If It Rhymes?
Dorothy Cannell: My mother’s birthday is coming up. She was born on September 5th, 1910, and I have been combing through memories of what made her magical. She loved poetry, could recite whole stretches of Tennyson and Longfellow. Also in her repertoire were verses she skipped rope to as a child. They belong to a time now fading from memory and I have been meaning to write them down for years. So here are the first three that came to mind:
Little fly upon the wall,
Ain’t you got no clothes at all?
Ain’t you got a petticoat?
Ain’t you got a shimmy shirt?
Poor little fly, ain’t you cold?
There are several versions of this.
Harry went to Hampstead,
Harry lost his hat.
Harry’s mother said to Harry
Harry, where’s your hat?
Hanging on the hook in the hall.
Harry, if you don’t hang your hat
On the hat peg in the hall
I’ll hit you on the head
With a heavy, hard hammer
And make you howl horrible.
This can be recited cockney fashion with the ‘aitches’ off, or posh with them on.

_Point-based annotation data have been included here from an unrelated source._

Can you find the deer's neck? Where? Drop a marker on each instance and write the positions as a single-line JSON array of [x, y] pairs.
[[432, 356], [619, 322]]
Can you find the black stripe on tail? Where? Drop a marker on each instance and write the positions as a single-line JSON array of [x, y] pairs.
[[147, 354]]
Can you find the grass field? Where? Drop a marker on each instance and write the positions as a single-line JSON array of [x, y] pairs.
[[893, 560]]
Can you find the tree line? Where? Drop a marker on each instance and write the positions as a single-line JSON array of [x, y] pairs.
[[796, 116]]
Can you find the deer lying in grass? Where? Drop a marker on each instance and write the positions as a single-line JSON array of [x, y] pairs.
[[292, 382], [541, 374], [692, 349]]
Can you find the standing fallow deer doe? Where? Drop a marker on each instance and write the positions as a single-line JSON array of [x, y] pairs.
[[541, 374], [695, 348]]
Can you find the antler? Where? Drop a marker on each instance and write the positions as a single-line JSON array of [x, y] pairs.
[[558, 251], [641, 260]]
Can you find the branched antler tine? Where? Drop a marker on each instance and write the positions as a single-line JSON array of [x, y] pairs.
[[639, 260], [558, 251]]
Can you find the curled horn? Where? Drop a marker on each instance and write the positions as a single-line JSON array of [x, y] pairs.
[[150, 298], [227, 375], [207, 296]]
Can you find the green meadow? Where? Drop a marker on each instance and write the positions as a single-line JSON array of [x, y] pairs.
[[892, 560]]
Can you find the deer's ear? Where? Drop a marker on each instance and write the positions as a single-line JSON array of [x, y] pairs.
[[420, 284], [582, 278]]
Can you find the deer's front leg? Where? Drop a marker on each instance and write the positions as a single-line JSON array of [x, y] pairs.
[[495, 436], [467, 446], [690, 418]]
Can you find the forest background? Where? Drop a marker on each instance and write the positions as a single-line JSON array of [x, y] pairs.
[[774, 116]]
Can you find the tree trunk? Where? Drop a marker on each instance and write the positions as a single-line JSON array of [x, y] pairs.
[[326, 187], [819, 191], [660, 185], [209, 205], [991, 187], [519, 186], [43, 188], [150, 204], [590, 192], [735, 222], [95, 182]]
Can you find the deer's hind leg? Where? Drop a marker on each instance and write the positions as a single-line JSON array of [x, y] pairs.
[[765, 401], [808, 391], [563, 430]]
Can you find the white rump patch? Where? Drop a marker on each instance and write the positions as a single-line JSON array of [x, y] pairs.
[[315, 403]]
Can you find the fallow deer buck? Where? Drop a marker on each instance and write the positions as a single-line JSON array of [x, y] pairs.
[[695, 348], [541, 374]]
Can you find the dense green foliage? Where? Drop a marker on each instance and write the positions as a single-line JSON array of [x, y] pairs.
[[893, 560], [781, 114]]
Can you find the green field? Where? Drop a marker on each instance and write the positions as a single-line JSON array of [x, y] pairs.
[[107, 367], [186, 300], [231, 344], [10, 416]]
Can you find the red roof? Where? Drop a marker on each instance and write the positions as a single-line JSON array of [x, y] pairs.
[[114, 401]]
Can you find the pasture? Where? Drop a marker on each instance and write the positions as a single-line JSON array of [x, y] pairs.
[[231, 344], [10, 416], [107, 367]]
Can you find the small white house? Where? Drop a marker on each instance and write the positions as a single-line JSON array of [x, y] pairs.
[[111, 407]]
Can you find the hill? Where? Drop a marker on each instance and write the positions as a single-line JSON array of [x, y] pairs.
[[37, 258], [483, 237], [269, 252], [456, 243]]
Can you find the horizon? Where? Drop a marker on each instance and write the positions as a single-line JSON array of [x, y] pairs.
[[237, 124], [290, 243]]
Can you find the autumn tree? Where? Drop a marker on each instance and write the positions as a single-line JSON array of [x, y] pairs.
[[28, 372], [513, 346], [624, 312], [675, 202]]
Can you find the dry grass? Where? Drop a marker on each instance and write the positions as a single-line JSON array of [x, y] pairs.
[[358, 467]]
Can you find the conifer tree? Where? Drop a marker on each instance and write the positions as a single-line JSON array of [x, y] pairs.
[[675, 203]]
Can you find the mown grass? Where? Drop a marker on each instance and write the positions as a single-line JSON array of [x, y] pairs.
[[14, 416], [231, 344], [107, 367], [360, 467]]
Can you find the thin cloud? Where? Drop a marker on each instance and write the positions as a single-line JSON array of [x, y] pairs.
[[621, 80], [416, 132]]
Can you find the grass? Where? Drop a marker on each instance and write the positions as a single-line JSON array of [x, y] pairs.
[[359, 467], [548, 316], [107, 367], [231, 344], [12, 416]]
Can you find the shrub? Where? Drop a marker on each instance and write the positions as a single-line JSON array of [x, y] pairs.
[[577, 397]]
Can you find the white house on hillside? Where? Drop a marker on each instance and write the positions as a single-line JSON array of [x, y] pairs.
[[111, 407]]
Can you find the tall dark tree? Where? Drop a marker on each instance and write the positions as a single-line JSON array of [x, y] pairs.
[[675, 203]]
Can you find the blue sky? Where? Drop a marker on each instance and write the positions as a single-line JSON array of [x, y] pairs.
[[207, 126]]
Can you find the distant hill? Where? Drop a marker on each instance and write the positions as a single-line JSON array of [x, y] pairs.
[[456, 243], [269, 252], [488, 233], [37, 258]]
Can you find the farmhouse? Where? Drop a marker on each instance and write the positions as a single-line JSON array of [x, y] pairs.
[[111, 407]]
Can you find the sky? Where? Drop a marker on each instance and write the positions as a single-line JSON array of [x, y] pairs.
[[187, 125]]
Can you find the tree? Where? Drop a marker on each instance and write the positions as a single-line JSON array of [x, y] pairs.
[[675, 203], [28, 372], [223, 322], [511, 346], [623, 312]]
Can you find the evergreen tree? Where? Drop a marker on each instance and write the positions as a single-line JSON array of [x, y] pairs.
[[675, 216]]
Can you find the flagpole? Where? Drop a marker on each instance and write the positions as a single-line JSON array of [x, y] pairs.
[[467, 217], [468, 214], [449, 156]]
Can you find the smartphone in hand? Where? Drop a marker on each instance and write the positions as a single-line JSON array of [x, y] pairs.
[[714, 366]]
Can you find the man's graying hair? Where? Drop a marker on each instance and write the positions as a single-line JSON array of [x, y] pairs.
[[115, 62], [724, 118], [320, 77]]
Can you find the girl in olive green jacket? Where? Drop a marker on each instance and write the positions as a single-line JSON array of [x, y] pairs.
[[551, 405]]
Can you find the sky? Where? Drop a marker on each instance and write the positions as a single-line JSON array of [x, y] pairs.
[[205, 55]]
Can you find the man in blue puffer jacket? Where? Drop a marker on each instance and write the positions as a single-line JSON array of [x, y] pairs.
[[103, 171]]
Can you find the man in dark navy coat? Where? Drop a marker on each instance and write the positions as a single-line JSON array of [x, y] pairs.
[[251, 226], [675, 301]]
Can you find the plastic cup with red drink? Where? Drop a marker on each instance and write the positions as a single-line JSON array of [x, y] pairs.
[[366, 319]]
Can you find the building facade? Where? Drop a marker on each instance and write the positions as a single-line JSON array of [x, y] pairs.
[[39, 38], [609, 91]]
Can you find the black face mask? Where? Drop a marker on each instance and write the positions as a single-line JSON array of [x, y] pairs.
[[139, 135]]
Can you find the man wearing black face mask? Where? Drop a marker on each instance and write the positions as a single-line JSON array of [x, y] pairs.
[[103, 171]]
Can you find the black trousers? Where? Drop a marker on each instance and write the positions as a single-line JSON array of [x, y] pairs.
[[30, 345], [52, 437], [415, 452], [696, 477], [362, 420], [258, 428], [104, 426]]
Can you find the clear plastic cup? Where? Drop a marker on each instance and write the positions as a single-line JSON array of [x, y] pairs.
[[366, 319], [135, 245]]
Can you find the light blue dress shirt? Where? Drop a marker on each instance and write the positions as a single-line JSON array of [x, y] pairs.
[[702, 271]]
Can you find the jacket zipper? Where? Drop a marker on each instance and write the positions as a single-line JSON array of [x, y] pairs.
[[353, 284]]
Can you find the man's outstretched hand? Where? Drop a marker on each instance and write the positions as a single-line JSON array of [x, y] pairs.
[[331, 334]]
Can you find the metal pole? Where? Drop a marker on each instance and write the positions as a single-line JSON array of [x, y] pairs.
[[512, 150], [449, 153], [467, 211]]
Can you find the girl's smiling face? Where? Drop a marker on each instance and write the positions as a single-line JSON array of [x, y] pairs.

And now for a Victorian chiller if ever there was one:
One day Mamma said Conrad dear,
“I must go out and leave you here
But mind now, Conrad, what I say,
Don’t suck your thumb while I’m away.
The great tall tailor always comes
To little boys who suck their thumbs.
And ‘ere they dream what he’s about.
He takes his great sharp scissors out,
And cuts their thumbs clean off an’ then,
You, know they never grow again”.
Mamma had scarcely turned her back,
The thumb was in, Alack! Alack!
The door flew open, in he ran,
The great long, red-legged scissor man.
Oh! Children see! The tailor’s come
And caught out little Suck-a-Thumb
Snip! Snip! Snip! The scissors go,
And Conrad cries out “Oh! Oh! Oh!”
Snip! Snap! Snip! They go so fast
That both his thumbs are off at last.
Mamma comes home, there Conrad stands
And looks quite sad, and shows his hands.
“Ah!” said Mamma “I knew he’d come
To naughty little Suck-a-Thumb.”
My Husband Julian refers to these poems as ‘Goose Mother Rhymes’.